In 1978, a young man walked into the London offices of Overseas Containers Limited for his first professional job. The building on Braham Street in Aldgate, just off the Whitechapel Road, hummed with a particular kind of energy — the quiet pride of an industry that had just fought and won a hard battle.
The dockers' strikes were over. The resistance to containerisation — fierce, bitter, and understandable — had finally given way. And what remained was something extraordinary: a company, and an entire industry, settling into the realisation that it had just changed the world.
The role was in finance. But the view from the finance team at OCL in 1978 was a front-row seat to one of the great industrial transformations of the twentieth century.
The OCL offices were a world of massive paper sheets — schedules, manifests, freight calculations — all produced by hand. The financial numbers were crunched by a team of comptometer operators: women from the East End of London who were, in the truest sense, geniuses at their machines. They worked with a speed and accuracy that was almost impossible to believe. The comptometer — a heavy manual mechanical calculating machine — was their instrument, and they played it brilliantly.
Down the corridor, a different kind of transformation was gathering pace. The computer department — not yet called IT — was quietly preparing to change everything. This was the pre-desktop era. The machines were vast, the ambitions larger still. The comptometer operators' days were numbered, and everyone knew it.
Two revolutions at once: the physical one, out in the docks, and the informational one, building quietly in the back offices. OCL was living through both simultaneously.
Before containerisation, the docks were organised chaos. Goods arrived. Goods were unpacked, sorted, repacked, handled, re-handled, loaded and reloaded. Casual labour. Constant friction. Every transfer point a potential failure. The cost — in time, money, damage, and theft — was enormous.
By 1978, that world had almost vanished. In its place: the clean, sleek flow of boxes. Ship to dock to truck to rail, moving as a single unit without being opened, touched, or repacked. The container had done what no individual vehicle improvement could ever have achieved — it had redesigned the system itself.
Working in the finance team, you saw this not just as an operational change but as an economic one. The numbers told the story. The container hadn't just made shipping faster. It had made it fundamentally different.
Over the years that followed, OCL containers became a familiar sight.
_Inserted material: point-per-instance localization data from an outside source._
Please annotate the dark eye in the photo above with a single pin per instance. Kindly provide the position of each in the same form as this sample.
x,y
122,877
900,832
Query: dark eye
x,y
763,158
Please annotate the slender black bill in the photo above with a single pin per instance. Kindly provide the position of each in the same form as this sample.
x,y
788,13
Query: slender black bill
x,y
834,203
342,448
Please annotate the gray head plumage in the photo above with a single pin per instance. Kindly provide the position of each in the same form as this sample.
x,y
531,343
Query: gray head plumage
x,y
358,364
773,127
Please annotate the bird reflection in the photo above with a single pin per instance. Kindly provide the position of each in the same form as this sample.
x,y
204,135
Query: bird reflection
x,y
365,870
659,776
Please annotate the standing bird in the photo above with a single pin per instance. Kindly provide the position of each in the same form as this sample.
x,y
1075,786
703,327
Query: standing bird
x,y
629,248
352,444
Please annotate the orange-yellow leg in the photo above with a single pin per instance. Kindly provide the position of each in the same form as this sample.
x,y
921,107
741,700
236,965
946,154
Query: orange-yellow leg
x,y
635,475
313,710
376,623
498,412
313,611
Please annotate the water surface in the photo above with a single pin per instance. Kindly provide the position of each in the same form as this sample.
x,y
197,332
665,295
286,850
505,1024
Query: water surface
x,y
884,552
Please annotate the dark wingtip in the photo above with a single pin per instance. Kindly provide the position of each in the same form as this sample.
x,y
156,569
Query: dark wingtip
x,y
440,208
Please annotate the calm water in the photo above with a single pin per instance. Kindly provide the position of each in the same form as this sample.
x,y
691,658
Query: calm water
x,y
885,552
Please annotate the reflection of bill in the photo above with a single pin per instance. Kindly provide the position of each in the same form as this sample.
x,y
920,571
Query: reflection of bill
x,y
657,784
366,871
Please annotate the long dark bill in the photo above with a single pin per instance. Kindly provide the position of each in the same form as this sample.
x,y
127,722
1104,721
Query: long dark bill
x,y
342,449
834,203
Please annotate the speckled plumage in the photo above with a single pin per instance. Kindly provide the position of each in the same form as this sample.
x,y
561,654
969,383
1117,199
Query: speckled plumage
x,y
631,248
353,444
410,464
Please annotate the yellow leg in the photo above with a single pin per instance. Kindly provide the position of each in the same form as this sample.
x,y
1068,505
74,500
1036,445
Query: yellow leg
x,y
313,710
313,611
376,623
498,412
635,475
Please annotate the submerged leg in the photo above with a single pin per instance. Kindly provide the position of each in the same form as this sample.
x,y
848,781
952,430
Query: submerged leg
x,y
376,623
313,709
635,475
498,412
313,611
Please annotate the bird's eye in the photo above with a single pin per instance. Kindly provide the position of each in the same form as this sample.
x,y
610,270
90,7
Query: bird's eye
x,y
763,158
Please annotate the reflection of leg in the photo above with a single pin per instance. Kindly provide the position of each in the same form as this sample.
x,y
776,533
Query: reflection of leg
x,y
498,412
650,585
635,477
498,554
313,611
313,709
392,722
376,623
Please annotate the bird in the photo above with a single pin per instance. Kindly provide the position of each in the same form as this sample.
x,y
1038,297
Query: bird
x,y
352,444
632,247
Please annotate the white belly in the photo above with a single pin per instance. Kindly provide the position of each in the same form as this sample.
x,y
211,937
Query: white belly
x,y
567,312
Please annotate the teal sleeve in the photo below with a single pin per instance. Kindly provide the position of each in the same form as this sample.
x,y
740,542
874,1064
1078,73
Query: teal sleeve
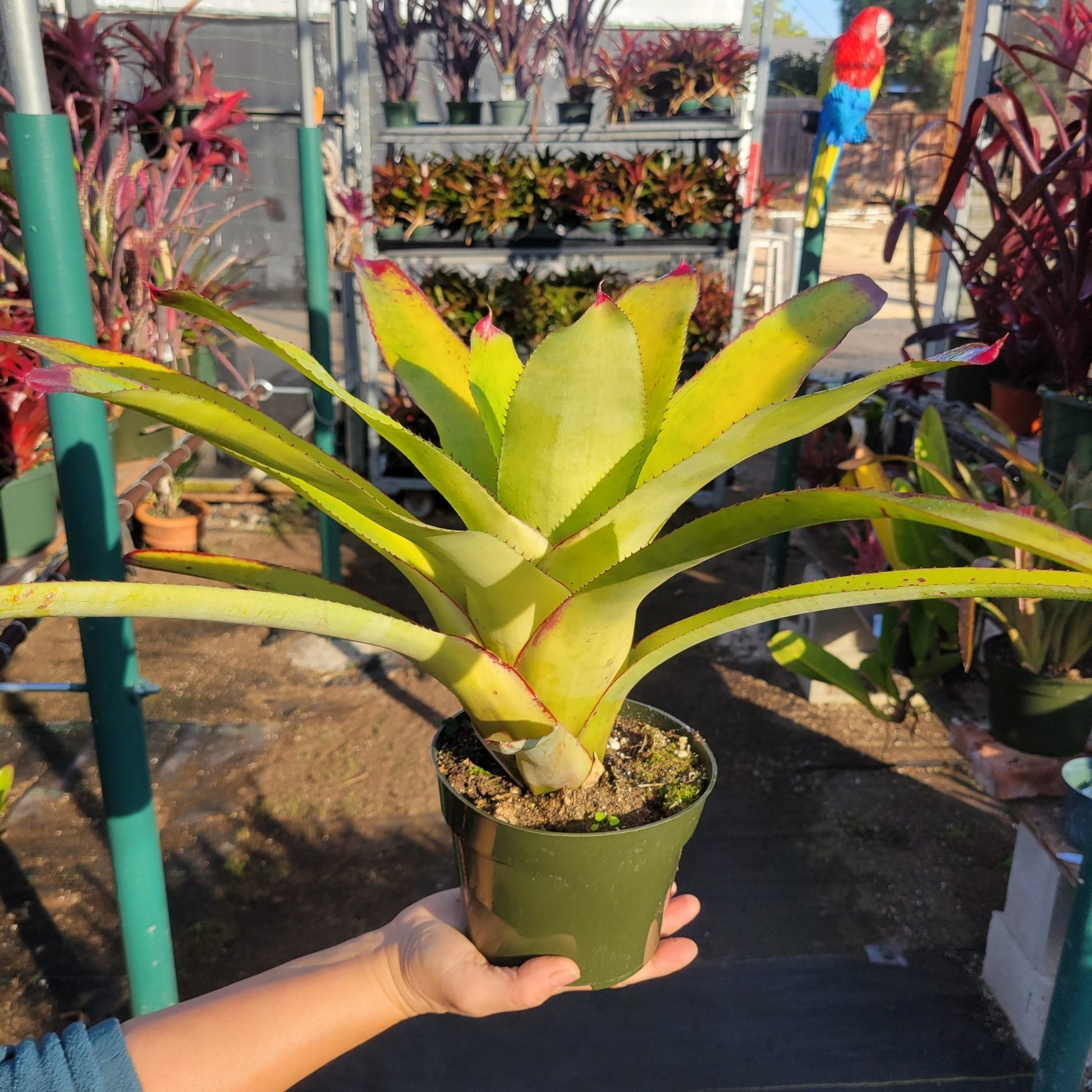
x,y
77,1061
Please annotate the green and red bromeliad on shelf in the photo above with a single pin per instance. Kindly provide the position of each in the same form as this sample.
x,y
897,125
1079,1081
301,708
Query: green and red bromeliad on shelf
x,y
565,470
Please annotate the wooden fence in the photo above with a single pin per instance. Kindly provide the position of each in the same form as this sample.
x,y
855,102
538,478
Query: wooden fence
x,y
868,172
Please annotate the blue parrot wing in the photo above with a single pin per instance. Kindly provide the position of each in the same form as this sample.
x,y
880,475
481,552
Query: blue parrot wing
x,y
843,112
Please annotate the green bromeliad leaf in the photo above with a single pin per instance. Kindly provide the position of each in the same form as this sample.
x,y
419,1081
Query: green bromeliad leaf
x,y
244,572
804,657
563,457
464,489
764,365
577,651
495,370
869,589
660,311
638,518
432,363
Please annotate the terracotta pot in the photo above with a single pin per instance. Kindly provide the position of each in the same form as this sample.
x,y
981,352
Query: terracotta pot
x,y
1018,406
177,532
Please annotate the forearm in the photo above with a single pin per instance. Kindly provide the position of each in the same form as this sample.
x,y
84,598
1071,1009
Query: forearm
x,y
269,1032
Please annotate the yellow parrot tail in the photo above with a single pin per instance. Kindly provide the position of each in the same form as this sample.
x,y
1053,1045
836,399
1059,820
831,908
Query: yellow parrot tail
x,y
823,175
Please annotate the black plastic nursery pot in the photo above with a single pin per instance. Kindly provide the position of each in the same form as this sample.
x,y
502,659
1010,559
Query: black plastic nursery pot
x,y
509,113
597,898
465,114
1077,807
573,114
1067,432
29,511
400,115
1032,713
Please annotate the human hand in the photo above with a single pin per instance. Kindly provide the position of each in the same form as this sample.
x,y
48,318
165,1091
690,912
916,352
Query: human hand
x,y
436,969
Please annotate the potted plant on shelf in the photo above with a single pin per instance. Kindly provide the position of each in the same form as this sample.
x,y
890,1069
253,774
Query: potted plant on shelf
x,y
632,182
169,521
458,53
564,472
576,35
1026,273
27,472
729,63
586,198
407,197
627,76
397,40
513,32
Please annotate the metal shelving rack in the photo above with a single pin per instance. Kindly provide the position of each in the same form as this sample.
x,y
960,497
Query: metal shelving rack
x,y
704,135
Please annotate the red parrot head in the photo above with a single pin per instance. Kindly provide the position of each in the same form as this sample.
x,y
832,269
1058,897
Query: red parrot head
x,y
871,26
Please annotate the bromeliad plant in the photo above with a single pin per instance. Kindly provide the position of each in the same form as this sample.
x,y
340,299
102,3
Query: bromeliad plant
x,y
564,471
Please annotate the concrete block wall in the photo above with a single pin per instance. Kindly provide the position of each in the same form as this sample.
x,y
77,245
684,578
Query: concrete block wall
x,y
1026,938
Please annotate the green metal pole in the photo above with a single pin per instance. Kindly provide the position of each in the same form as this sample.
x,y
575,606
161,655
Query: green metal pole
x,y
1068,1032
45,188
784,474
317,269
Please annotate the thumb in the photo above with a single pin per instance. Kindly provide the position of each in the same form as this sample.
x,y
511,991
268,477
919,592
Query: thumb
x,y
539,980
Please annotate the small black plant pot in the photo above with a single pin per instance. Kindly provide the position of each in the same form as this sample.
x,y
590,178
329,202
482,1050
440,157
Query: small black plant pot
x,y
1032,713
597,898
573,114
1067,432
465,114
509,114
400,115
1077,807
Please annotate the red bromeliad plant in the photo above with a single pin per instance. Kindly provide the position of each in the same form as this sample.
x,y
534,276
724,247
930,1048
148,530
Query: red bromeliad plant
x,y
673,69
576,34
1027,276
627,76
144,219
24,423
397,40
513,32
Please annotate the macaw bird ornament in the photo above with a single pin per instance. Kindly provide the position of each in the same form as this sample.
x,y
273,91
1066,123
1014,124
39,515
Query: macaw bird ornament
x,y
849,82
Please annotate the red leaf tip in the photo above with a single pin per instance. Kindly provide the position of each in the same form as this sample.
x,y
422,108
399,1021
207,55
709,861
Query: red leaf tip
x,y
485,329
54,380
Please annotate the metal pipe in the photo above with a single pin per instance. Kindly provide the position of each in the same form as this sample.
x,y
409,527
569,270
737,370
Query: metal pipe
x,y
45,188
306,48
754,162
22,33
313,199
1068,1032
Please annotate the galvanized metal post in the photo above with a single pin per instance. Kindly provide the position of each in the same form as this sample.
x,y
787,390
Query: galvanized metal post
x,y
313,201
754,161
1068,1032
45,187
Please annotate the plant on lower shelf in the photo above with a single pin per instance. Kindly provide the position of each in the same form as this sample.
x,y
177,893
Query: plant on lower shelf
x,y
564,472
525,304
397,38
498,194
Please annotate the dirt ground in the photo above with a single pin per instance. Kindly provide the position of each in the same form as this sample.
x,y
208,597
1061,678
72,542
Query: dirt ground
x,y
297,811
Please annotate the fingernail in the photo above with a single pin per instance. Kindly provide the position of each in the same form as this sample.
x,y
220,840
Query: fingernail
x,y
564,976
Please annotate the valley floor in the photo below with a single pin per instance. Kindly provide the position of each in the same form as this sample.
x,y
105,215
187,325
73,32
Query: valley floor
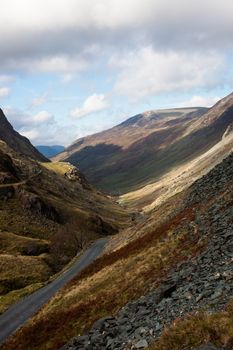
x,y
181,268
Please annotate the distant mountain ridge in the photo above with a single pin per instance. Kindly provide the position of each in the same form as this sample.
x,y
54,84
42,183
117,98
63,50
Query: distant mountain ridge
x,y
145,147
50,151
16,141
139,143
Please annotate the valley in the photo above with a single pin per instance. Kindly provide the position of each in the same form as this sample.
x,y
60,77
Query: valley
x,y
164,279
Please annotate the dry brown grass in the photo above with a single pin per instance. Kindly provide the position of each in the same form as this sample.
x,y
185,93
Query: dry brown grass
x,y
108,285
198,329
17,272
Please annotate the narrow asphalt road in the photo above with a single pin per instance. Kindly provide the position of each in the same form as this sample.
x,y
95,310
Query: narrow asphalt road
x,y
20,312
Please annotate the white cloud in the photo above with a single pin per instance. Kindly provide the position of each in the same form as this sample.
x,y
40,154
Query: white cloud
x,y
69,35
23,120
31,134
39,100
92,104
199,101
4,78
4,91
147,72
41,117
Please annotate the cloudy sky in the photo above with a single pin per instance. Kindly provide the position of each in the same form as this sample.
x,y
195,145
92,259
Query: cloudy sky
x,y
74,67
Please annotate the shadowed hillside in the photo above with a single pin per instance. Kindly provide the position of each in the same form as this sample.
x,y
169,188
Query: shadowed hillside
x,y
48,213
16,141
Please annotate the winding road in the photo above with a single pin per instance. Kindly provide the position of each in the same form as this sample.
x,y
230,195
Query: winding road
x,y
20,312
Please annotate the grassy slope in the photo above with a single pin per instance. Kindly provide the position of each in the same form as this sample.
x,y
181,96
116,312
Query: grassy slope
x,y
122,275
144,143
43,209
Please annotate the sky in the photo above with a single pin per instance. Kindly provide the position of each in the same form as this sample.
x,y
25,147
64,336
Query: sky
x,y
70,68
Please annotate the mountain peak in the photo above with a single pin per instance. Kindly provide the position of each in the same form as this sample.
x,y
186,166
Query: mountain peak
x,y
16,141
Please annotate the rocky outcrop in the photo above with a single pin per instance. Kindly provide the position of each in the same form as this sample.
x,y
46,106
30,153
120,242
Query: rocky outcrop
x,y
74,175
16,141
204,281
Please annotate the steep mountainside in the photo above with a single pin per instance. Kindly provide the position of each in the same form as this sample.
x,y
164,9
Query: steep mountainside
x,y
16,141
50,151
172,269
144,143
48,212
152,144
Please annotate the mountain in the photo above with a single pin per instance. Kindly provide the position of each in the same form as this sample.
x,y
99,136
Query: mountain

Ports, terminals, railheads, docklands — in the UK, in Australia, in South Africa, in the Far East. The white or blue hull, the OCL mark. It became, for anyone who knew what to look for, a symbol of a particular moment in history.
Decades later, the founder of Optimised Container Logistics found himself looking at that logo differently. Not as a memory, but as a possibility.
The image came fully formed: a cargo bike, moving through a city street, carrying a small container — clean, standardised, interoperable — bearing the OCL mark. A miniature version of what had transformed global trade, now doing the same for the last mile.
The trademark registers were checked. The name was available. The decision was made not just to borrow it, but to deliberately reinvent it — same logo, refined tagline, entirely new purpose. A living continuation of something that had started in those Braham Street offices in 1978.
OCL is not a nostalgic project. It is the application of a lesson learned at first hand: that the container — not the vehicle — is the unit that scales. That standardisation is what transforms a good idea into infrastructure. That the McLean Moment happens when an industry stops optimising the wrong thing.
We learned that in the seventies. We're building it again now.